Oui. Le film est d’ailleurs un hommage au film de Jean Rouch, La Pyramide humaine [sorti en 1961, ce reportage raconte la cohabitation distante entre les élèves Blancs et Noirs du lycée d’Abidjan, qui improvisent spontanément leurs actions et dialogues, ndlr], un remake de la scène d’ouverture qui pose des bases anthropologiques tout en déviant vers l’imaginaire. On y voit Jean Rouch avec ses protagonistes, discuter d’un « jeu » – celui auquel les acteurs se prêtent, mais aussi celui que le réalisateur va orchestrer. Jean Rouch parle d’une « nouvelle réalité » à construire : ce n’est pas la réalité même, mais celle créée par le film. Par exemple, dans Qui à part nous, le voyage de fin d’études en Andalousie est une invention. Mais on en a fait ressurgir une véracité. Tous les matins, on se demandait : qu’est-ce qu’on va filmer ?

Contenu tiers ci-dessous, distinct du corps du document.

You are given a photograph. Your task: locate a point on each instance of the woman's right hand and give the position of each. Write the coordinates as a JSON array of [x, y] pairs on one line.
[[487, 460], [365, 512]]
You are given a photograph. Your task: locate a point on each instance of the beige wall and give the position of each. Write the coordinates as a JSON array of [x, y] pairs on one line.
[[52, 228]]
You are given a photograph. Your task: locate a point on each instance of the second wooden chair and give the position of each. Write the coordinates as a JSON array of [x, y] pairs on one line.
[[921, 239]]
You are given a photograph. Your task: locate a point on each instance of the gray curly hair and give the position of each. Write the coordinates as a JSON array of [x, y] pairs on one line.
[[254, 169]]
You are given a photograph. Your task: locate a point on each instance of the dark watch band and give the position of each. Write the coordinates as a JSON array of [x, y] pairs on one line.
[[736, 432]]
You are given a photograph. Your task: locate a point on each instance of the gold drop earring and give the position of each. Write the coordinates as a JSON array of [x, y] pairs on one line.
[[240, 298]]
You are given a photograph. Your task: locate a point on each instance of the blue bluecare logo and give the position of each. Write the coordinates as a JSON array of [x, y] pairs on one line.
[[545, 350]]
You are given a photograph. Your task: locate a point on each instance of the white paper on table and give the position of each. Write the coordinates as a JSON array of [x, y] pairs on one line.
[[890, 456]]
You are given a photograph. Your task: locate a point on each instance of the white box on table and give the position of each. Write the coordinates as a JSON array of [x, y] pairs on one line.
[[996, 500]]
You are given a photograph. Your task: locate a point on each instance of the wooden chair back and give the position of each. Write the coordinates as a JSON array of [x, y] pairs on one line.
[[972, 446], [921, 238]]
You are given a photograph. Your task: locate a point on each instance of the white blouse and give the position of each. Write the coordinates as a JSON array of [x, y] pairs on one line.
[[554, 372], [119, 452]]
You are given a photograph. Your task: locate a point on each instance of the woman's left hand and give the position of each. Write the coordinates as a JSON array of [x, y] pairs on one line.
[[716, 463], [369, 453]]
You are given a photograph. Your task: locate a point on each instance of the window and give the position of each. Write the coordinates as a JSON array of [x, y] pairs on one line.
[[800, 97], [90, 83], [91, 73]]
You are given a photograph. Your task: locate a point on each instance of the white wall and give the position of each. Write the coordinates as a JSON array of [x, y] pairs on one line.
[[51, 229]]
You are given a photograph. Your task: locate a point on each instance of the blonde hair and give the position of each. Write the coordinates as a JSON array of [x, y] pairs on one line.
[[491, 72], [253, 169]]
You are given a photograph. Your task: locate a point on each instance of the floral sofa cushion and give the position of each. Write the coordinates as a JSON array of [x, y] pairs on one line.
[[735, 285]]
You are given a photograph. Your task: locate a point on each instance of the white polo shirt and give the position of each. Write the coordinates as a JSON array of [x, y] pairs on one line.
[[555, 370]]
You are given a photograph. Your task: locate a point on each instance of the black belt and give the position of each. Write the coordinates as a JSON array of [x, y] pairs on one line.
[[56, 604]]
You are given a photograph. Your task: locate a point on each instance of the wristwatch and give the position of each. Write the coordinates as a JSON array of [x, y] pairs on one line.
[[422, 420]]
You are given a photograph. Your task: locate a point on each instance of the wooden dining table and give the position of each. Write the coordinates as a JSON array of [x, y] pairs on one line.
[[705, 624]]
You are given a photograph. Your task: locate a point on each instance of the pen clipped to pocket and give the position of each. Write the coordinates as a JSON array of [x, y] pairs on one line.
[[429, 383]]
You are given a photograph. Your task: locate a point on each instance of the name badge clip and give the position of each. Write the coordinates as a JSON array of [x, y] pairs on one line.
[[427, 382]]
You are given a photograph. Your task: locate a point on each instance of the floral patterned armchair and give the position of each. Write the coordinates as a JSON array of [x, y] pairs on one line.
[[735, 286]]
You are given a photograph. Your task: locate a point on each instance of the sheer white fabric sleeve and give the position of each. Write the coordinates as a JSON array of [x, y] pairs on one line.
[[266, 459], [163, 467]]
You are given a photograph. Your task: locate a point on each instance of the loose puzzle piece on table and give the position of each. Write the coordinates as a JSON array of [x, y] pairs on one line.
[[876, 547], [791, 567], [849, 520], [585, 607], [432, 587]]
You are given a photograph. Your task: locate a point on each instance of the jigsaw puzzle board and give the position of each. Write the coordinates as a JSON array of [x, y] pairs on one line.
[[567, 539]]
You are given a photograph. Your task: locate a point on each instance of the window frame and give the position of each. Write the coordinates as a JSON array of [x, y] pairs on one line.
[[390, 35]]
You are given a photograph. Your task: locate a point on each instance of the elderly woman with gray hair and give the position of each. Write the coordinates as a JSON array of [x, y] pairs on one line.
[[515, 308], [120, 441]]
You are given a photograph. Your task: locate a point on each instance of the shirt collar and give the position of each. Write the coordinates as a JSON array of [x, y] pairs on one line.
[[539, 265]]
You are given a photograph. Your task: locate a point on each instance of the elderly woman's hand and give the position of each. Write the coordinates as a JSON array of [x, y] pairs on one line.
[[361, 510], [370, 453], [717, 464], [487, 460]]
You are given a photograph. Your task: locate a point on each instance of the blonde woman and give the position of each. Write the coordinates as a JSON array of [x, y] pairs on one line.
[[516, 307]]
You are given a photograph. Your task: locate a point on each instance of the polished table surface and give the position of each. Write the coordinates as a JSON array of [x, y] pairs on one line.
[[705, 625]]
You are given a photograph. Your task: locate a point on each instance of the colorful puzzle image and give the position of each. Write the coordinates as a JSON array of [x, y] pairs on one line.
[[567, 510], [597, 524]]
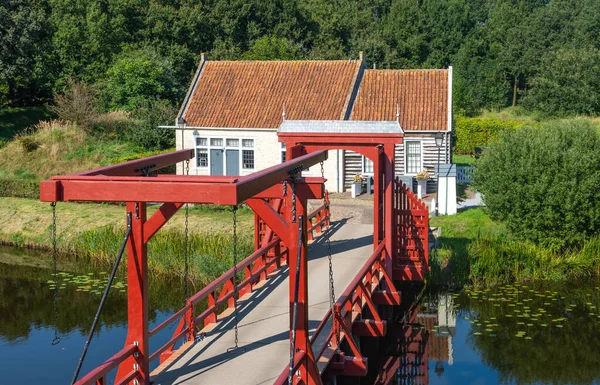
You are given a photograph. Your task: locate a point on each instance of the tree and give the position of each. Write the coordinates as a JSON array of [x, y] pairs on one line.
[[568, 83], [139, 75], [23, 39], [543, 181], [272, 48]]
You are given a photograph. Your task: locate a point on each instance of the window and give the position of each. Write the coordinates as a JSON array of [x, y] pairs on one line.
[[283, 152], [201, 152], [413, 157], [367, 166], [242, 151], [201, 157], [233, 142], [247, 159]]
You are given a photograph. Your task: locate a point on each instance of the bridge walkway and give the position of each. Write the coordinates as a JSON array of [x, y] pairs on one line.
[[264, 318]]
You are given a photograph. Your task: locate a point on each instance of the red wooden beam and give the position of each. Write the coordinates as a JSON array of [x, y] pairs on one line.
[[159, 219], [141, 166], [174, 189]]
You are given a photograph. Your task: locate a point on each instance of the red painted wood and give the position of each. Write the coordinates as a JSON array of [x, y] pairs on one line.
[[134, 167], [159, 219], [108, 365], [137, 295]]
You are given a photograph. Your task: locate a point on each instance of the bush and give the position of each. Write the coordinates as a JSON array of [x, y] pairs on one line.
[[476, 132], [20, 188], [544, 182], [145, 132], [568, 83], [137, 76], [76, 105]]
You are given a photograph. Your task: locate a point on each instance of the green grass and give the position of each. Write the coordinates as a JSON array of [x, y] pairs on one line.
[[26, 222], [474, 250], [15, 120], [57, 148]]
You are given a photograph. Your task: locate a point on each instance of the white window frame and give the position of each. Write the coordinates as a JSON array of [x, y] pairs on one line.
[[362, 166], [283, 152], [224, 147], [253, 149], [406, 157]]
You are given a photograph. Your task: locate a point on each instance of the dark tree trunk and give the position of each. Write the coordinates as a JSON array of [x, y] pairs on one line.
[[515, 81]]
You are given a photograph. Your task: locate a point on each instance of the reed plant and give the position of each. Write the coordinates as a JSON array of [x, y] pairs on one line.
[[210, 254]]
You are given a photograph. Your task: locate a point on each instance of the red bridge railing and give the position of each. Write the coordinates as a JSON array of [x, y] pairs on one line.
[[219, 295], [411, 241], [346, 321]]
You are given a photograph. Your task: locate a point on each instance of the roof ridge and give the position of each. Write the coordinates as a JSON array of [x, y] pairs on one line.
[[407, 70], [285, 61]]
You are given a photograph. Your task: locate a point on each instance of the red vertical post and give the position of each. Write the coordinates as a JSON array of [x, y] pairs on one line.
[[377, 180], [388, 205], [137, 296], [302, 336]]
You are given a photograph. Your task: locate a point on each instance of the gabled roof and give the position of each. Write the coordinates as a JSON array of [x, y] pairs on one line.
[[252, 94], [421, 97]]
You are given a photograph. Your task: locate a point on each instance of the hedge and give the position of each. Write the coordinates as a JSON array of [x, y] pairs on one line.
[[20, 188], [476, 132]]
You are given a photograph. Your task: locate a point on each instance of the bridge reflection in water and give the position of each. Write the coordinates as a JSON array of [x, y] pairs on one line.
[[420, 340]]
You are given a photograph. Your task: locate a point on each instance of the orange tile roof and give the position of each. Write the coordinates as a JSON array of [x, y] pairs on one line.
[[251, 94], [421, 95]]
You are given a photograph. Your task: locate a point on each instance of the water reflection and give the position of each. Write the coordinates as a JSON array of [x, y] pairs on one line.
[[27, 316], [521, 334]]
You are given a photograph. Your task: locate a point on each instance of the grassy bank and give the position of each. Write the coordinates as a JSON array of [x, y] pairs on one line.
[[55, 148], [474, 250], [95, 231], [15, 120]]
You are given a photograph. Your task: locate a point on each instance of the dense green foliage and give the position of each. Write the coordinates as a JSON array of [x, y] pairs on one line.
[[474, 250], [20, 188], [542, 51], [474, 132], [543, 182]]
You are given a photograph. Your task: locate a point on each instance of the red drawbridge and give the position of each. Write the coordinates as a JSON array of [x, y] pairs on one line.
[[283, 226]]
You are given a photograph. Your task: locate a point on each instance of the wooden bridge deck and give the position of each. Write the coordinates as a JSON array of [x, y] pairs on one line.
[[264, 318]]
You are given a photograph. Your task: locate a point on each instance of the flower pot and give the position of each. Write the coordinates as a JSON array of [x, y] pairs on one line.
[[356, 189], [421, 188]]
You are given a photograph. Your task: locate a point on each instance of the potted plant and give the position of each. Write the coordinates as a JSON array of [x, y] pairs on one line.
[[422, 178], [357, 185]]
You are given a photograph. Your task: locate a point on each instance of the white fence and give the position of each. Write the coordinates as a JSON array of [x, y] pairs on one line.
[[464, 174]]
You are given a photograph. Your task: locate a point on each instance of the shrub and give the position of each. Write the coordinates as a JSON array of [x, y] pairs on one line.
[[76, 105], [137, 76], [476, 132], [145, 132], [27, 143], [544, 182], [20, 188], [568, 83]]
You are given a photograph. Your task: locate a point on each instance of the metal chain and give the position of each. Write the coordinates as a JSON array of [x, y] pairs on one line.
[[293, 185], [331, 283], [235, 291], [56, 339], [186, 248]]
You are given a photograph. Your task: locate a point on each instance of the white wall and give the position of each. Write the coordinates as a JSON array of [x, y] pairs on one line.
[[267, 152]]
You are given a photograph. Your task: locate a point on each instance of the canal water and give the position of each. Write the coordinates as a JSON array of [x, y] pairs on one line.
[[539, 333], [27, 316], [515, 334]]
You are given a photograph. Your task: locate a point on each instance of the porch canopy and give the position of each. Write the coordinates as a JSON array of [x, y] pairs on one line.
[[374, 139]]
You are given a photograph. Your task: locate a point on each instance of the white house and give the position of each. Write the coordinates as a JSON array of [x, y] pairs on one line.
[[233, 109]]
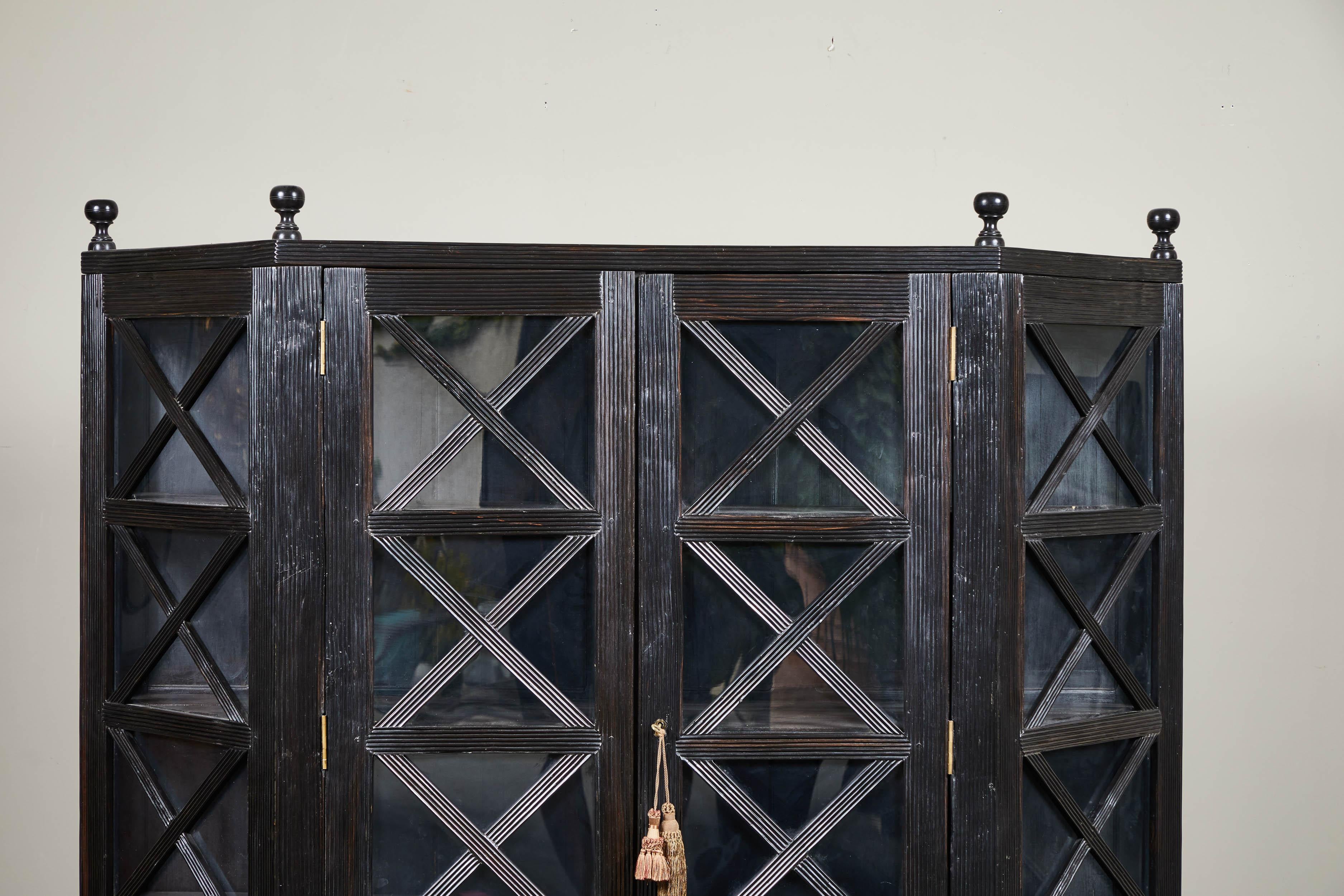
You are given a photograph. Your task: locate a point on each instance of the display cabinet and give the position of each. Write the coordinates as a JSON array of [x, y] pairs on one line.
[[393, 553]]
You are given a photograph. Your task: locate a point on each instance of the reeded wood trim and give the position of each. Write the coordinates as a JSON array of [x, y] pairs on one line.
[[987, 576], [347, 484], [168, 723], [162, 515], [1055, 300], [791, 527], [928, 406], [793, 745], [660, 613], [825, 260], [402, 741], [1062, 524], [807, 297], [1093, 731], [615, 569], [541, 522], [1170, 612], [96, 576], [178, 293], [285, 583], [497, 292]]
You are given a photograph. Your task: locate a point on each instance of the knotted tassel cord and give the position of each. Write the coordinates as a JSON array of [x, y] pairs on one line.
[[673, 845], [652, 863]]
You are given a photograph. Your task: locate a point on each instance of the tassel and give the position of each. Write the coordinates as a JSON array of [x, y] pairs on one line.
[[675, 886], [652, 864]]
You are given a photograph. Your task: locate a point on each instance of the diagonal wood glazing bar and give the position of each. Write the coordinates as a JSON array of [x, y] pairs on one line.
[[1091, 421], [487, 414], [507, 825], [470, 428], [486, 633], [1084, 640], [808, 433], [1117, 789], [191, 845], [467, 648], [809, 650], [730, 792], [1078, 395], [818, 828], [174, 410], [191, 390], [788, 641], [792, 417], [460, 825]]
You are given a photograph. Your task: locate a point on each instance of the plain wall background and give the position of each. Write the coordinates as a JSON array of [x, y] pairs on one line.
[[739, 123]]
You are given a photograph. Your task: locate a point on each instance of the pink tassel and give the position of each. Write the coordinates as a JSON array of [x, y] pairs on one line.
[[652, 864]]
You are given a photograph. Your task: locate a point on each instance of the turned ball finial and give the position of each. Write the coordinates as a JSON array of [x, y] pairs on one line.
[[991, 208], [1164, 224], [287, 201], [101, 213]]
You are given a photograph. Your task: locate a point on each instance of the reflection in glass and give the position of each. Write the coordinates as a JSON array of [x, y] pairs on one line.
[[862, 417], [221, 621], [413, 413], [1092, 354], [722, 636], [219, 836], [413, 632], [1091, 565], [554, 847], [221, 411], [862, 853], [1048, 839]]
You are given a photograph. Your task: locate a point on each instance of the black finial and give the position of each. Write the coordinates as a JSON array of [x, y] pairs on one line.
[[287, 202], [101, 213], [1164, 224], [991, 208]]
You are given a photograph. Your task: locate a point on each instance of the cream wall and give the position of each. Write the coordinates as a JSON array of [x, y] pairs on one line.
[[707, 123]]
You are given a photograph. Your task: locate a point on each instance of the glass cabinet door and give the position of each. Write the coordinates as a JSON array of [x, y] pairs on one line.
[[791, 531], [483, 734]]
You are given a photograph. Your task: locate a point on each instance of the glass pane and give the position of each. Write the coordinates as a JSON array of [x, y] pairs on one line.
[[792, 479], [554, 847], [863, 853], [1048, 839], [410, 847], [224, 835], [1093, 880], [1092, 351], [1089, 772], [221, 836], [554, 630], [1092, 354], [862, 636], [413, 413], [221, 623], [1091, 566], [1127, 832], [554, 413], [721, 417], [865, 418], [222, 410], [483, 350], [722, 852]]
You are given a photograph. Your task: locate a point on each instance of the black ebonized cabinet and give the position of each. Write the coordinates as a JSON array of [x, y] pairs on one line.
[[391, 553]]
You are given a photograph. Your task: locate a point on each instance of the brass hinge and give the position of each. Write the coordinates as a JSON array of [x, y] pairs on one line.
[[949, 746]]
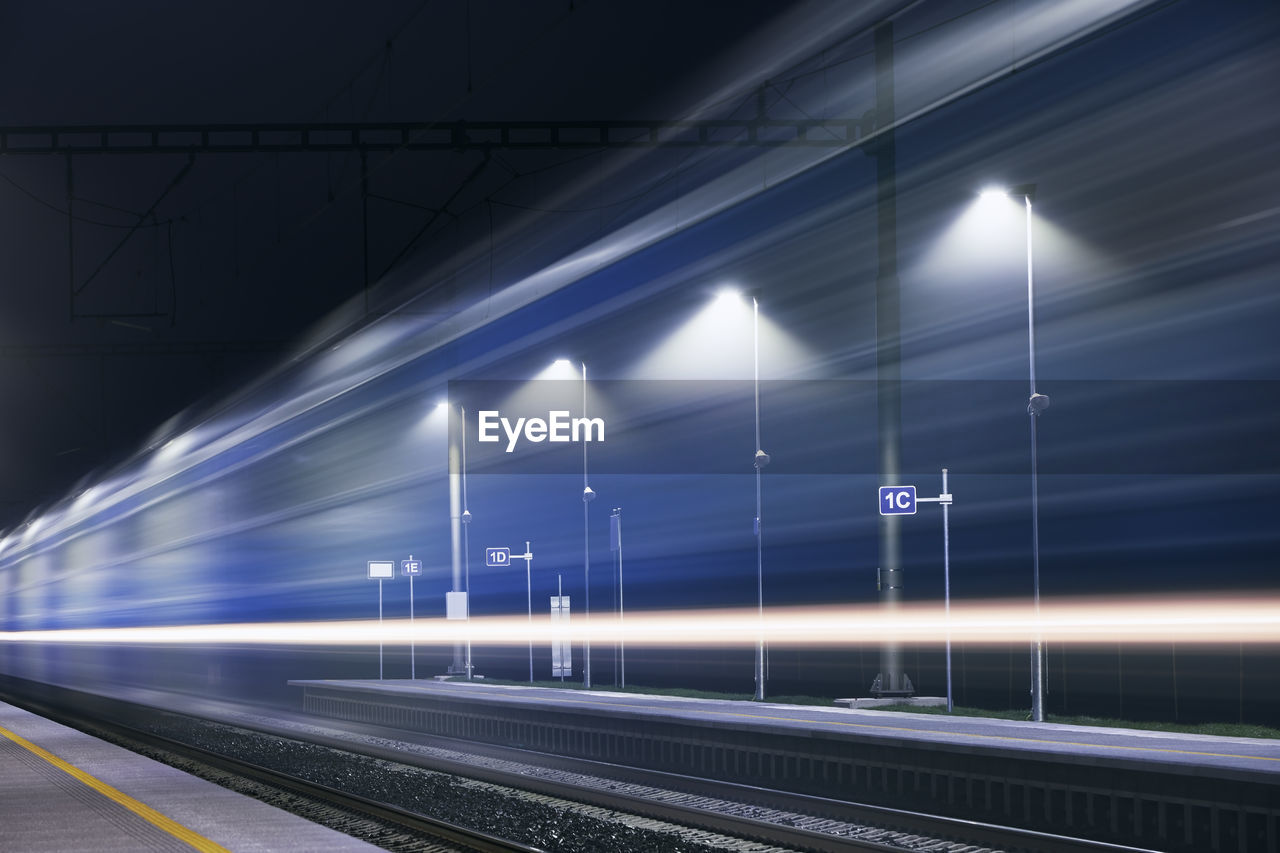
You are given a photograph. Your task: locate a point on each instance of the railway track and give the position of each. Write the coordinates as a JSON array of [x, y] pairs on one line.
[[647, 810]]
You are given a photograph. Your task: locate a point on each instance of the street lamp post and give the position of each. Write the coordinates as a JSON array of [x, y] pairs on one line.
[[759, 460], [466, 543], [588, 496], [1036, 404]]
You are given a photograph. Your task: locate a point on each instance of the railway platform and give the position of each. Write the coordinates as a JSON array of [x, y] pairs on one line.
[[62, 789]]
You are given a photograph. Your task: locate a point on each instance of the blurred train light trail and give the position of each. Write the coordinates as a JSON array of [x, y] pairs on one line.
[[1079, 623]]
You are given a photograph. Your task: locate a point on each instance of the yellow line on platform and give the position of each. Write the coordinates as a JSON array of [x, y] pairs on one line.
[[138, 808]]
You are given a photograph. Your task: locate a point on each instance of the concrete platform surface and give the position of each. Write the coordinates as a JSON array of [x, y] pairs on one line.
[[1189, 751], [64, 790]]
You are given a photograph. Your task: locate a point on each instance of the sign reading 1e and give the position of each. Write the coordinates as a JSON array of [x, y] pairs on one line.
[[897, 500]]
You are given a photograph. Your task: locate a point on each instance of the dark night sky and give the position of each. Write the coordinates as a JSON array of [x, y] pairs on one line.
[[1152, 140], [247, 251]]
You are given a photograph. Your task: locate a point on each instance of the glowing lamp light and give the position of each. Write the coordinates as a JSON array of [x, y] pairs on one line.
[[728, 297]]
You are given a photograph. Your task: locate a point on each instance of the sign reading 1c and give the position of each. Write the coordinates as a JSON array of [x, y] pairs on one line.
[[897, 500]]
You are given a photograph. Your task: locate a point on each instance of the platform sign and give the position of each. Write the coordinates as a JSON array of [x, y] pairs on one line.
[[562, 649], [897, 500]]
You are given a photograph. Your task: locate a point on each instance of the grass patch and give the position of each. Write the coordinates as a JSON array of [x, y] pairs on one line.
[[1217, 729]]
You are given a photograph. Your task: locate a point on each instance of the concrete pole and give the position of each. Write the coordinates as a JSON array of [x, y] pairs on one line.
[[458, 665], [888, 396]]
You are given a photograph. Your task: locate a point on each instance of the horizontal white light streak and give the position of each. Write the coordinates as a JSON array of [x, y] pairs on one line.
[[1079, 623]]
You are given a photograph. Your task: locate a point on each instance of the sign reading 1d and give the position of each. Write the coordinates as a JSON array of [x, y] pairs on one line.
[[897, 500]]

J’ai aussi beaucoup pensé à un documentaire d’archives de l’espagnol José Luis Guerin, En Construction [sorti en 2001, le film saisit la mutation d’un quartier populaire de Barcelone à travers des travaux de réhabilitation, ndlr]. Il y définit ce qu’il appelle une « mise en situation », à distinguer de la « mise en scène ». Cela consiste à créer une situation avec les acteurs, à faire un pacte avec eux, puis à tourner cette situation pour laisser l’accident advenir. C’est une manière de provoquer le réel.

Comment travaille-t-on avec de jeunes acteurs amateurs pour leur faire oublier la présence de la caméra ?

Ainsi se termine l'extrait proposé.